Encima, además de lidiar con el ánimo exaltado de los norteamericanos, el sucesor de Trump va a tener que hacer otro tanto con los de un mundo que también su predecesor se ocupó de empiojar y deja mucho más convulsionado de cómo lo encontró. Dijimos más arriba que el daño que Trump hizo fue mayor fronteras adentro que afuera, pero eso no significa que para la política mundial no haya sido una pésima experiencia: por primera vez en décadas los autócratas pudieron sacar pecho y decirle a sus ciudadanos, y al resto del mundo “vean, finalmente no somos peores que el gobernante electo en una de sus mejores democracias, incluso podemos ser más serios y confiables, no tenemos por lo menos ninguno de sus vicios payasescos, así que ¿por qué no tolerarnos, no tratarnos como iguales, por qué no ser aliados?”
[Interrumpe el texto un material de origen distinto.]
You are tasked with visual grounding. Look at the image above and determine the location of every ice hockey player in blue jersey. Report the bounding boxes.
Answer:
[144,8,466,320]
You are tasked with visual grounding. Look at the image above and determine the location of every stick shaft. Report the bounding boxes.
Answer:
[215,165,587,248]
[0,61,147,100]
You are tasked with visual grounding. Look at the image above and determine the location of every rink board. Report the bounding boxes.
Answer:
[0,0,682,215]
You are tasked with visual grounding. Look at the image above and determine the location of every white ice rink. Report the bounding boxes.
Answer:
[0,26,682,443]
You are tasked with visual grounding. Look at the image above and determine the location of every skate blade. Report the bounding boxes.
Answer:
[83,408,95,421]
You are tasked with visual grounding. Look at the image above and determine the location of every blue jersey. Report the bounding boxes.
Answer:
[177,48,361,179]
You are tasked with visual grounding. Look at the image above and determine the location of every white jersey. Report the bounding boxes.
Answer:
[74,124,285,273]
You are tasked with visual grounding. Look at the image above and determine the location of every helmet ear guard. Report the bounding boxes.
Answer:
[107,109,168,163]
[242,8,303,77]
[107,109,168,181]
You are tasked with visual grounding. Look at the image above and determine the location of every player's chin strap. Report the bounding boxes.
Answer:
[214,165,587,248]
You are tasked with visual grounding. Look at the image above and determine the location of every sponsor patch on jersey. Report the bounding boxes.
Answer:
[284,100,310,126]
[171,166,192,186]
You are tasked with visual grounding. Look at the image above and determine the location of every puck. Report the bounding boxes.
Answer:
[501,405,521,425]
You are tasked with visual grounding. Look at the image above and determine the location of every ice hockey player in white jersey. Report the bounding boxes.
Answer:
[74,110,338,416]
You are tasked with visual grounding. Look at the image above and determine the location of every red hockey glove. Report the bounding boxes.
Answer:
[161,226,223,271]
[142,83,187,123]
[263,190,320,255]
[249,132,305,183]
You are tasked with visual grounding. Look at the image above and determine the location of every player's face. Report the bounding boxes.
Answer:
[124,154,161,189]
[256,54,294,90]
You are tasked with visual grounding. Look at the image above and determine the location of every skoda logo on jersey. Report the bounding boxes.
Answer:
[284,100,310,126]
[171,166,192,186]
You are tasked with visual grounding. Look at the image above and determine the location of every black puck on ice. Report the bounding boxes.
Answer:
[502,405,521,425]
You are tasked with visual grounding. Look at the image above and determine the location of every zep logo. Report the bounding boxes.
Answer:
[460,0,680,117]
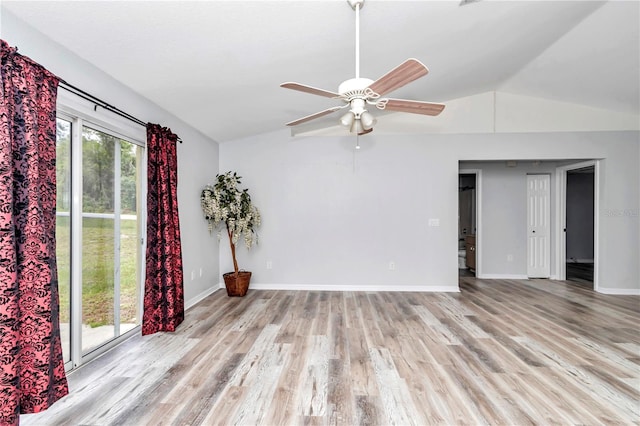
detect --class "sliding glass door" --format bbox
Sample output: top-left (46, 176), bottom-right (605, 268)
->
top-left (56, 118), bottom-right (144, 367)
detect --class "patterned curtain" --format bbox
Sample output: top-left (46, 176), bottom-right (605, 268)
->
top-left (0, 40), bottom-right (69, 425)
top-left (142, 123), bottom-right (184, 335)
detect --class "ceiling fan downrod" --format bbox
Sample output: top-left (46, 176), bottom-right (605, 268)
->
top-left (347, 0), bottom-right (364, 78)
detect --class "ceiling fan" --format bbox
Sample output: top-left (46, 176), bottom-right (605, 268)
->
top-left (280, 0), bottom-right (444, 135)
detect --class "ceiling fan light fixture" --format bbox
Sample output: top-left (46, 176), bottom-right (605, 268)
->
top-left (349, 119), bottom-right (365, 135)
top-left (360, 111), bottom-right (377, 130)
top-left (340, 111), bottom-right (355, 128)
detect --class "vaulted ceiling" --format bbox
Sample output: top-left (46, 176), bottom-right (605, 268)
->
top-left (2, 0), bottom-right (640, 142)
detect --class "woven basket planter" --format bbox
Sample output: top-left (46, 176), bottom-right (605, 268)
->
top-left (222, 271), bottom-right (251, 297)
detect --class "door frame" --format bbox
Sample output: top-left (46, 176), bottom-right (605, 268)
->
top-left (525, 173), bottom-right (553, 279)
top-left (456, 166), bottom-right (482, 278)
top-left (555, 160), bottom-right (600, 291)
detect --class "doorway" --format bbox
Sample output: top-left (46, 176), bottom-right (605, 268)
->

La cuestión es crítica en un momento en que los autoritarismos modélicos de nuestra era, China y Rusia, se están ofreciendo además como la solución para los problemas que el mundo no logra resolver, la pandemia, las trabas al desarrollo, la integración comercial, la seguridad global, el control de las comunicaciones. No es la Argentina el único país en que esos cantos de sirena están influyendo fuertemente en las decisiones de gobierno. Pero es uno de los que más entusiasmados parece en dejarse llevar por ellos. Ojalá Biden no haya llegado demasiado tarde, ni esté demasiado ocupado en otros asuntos para desatender esta cuestión.
Dicen que Biden conoce bien a unos cuantos argentinos, incluidos varios del actual oficialismo. Eso podría servirle para prestar atención al asunto. Y tal vez también para practicar un aprendizaje inverso al que arriba propusimos: nuestra experiencia indica que un populismo radicalizado que fracasa y pierde, aunque de momento parezca que escarmentó y no va a repetirse, puede darse maña para sobrevivir y regresar bajo ropajes apenas disimulados. No conviene dar por descontado que la gente lo va a reconocer, ni que se va a acordar.